El insulto de la opulencia

Hoy el mundo vive una realidad aterradora: mientras 730 millones de personas sufren el azote del hambre, una cantidad absurda de alimentos se desperdicia cada día sin ningún pudor. ¿La razón? No nos gusta su apariencia. En el mundo desarrollado —marcado por los sistemas de retail modernos—, impensables cantidades de frutas y verduras son descartadas por estándares estéticos (no por su calidad nutricional), sin siquiera tener la oportunidad de llegar al consumidor. Un estudio reveló que, durante una temporada alta en los Estados Unidos, cerca de 100.000 kg de tomates se rechazaban cada 40 minutos por su aspecto.

Y la data se pone peor: cada año, el mundo desarrollado—Europa y Norteamérica—produce cuatro veces más comida de la que necesita para sostener su población y, luego, una tercera parte de esta termina descartándose por razones estéticas. El resultado final es aterrador: más de mil millones de toneladas de alimentos aptos para el consumo humano se desperdiciaron solamente durante 2022.

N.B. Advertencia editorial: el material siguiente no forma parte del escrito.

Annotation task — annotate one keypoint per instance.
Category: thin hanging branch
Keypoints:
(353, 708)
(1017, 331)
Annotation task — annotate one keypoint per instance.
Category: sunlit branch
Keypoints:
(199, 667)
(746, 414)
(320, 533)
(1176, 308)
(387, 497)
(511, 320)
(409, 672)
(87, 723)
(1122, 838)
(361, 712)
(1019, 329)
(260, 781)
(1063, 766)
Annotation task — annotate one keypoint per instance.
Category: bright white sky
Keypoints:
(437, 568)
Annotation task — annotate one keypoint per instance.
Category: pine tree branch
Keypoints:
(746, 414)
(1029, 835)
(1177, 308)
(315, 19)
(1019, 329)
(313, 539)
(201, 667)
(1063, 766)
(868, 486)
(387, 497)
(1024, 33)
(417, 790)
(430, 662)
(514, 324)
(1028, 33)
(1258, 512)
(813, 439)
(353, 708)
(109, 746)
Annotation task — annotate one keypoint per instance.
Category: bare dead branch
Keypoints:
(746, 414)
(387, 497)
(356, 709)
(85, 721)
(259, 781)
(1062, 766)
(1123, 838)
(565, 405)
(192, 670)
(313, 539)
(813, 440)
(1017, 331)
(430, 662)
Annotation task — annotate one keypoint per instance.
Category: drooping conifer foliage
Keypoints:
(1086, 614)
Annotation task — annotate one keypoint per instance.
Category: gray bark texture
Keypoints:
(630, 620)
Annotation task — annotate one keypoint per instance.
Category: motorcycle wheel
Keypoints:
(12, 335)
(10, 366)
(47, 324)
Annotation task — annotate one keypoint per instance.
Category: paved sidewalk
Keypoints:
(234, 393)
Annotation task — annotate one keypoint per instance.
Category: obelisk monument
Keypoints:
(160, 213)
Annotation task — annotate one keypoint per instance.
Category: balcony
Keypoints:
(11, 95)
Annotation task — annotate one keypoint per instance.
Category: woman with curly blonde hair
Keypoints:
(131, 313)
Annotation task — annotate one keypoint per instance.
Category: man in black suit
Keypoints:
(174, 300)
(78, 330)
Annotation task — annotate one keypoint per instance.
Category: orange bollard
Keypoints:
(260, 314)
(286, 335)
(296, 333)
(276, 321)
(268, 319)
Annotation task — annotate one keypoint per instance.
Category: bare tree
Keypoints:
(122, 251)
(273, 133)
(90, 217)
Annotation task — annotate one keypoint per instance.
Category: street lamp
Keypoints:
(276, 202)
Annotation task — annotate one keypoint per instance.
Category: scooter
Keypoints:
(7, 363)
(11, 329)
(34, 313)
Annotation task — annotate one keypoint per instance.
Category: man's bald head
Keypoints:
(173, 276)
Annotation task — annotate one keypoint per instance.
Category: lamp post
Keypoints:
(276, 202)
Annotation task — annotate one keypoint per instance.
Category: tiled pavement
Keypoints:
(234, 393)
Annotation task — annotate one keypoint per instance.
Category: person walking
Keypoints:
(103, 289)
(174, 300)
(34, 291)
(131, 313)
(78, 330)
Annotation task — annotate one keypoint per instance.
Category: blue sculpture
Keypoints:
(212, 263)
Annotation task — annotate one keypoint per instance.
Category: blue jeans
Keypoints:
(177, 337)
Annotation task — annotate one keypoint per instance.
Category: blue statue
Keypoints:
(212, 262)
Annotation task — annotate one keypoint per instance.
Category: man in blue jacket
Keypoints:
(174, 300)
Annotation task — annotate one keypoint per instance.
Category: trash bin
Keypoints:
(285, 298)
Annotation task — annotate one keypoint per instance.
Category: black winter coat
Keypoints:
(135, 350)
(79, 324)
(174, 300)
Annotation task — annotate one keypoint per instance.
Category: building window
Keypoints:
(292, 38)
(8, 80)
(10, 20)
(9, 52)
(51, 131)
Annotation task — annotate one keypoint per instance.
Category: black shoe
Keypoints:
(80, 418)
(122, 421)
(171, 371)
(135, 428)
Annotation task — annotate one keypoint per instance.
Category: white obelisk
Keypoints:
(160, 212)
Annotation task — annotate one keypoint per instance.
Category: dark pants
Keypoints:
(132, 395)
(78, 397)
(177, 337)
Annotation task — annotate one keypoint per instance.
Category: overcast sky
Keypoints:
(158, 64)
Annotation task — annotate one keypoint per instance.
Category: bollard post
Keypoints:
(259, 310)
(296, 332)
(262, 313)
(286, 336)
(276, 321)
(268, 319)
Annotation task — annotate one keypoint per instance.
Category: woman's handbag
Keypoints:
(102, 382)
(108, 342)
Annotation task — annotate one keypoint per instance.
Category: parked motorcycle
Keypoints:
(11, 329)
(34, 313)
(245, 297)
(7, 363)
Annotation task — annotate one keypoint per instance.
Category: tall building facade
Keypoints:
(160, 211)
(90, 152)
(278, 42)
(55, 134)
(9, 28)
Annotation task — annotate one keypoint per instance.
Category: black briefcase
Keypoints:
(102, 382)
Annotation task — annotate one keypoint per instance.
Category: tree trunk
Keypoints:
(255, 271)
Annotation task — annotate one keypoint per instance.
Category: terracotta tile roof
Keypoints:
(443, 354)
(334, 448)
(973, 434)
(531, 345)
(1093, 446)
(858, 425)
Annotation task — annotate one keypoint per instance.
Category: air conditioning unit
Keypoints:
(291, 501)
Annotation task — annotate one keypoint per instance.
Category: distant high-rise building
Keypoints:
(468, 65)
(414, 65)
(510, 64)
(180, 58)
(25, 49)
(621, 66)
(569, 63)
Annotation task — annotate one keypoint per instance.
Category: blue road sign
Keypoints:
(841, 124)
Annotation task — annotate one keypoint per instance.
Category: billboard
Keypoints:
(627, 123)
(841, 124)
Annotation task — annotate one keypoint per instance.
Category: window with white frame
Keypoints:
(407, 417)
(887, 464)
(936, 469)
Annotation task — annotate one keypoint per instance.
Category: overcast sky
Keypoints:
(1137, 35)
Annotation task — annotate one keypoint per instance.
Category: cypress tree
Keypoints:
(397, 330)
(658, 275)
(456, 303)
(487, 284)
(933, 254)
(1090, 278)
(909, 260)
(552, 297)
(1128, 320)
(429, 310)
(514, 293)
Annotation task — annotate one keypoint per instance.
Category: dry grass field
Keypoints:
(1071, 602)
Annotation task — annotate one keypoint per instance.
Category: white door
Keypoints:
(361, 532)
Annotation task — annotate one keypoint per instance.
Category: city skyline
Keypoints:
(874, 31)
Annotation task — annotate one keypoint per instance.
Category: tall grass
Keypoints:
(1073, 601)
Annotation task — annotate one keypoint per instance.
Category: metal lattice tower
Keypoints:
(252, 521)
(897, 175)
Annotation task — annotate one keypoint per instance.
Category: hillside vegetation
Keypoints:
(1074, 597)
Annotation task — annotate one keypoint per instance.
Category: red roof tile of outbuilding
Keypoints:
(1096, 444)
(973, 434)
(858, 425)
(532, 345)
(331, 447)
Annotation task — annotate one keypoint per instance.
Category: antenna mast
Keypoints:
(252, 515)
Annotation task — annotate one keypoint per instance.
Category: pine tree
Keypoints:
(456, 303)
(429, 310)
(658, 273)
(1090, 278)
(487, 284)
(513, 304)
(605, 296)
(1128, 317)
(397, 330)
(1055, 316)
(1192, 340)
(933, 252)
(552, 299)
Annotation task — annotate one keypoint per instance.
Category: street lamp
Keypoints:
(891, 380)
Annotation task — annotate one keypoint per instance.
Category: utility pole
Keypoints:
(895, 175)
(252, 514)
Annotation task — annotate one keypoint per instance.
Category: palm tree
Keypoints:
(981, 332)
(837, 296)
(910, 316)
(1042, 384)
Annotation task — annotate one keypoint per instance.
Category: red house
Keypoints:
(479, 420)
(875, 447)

Sí, el tema de los alimentos se está convirtiendo rápidamente en una cuestión de vida o muerte: para el 2050, la población mundial se acercará a los 9.700 millones de personas, según estimaciones de la ONU, lo que incrementará la presión sobre una producción agrícola que deberá, al menos, duplicarse. Y, aun frente a esta lógica, la humanidad desecha cada año una cantidad de alimentos cuya producción consume un caudal similar al del río Napo y ocupa un espacio superior al del territorio del Perú, sumando un valor estimado cercano a un billón de dólares, equivalente al Programa de Desarrollo de las Naciones Unidas (PNUD) para 140 años.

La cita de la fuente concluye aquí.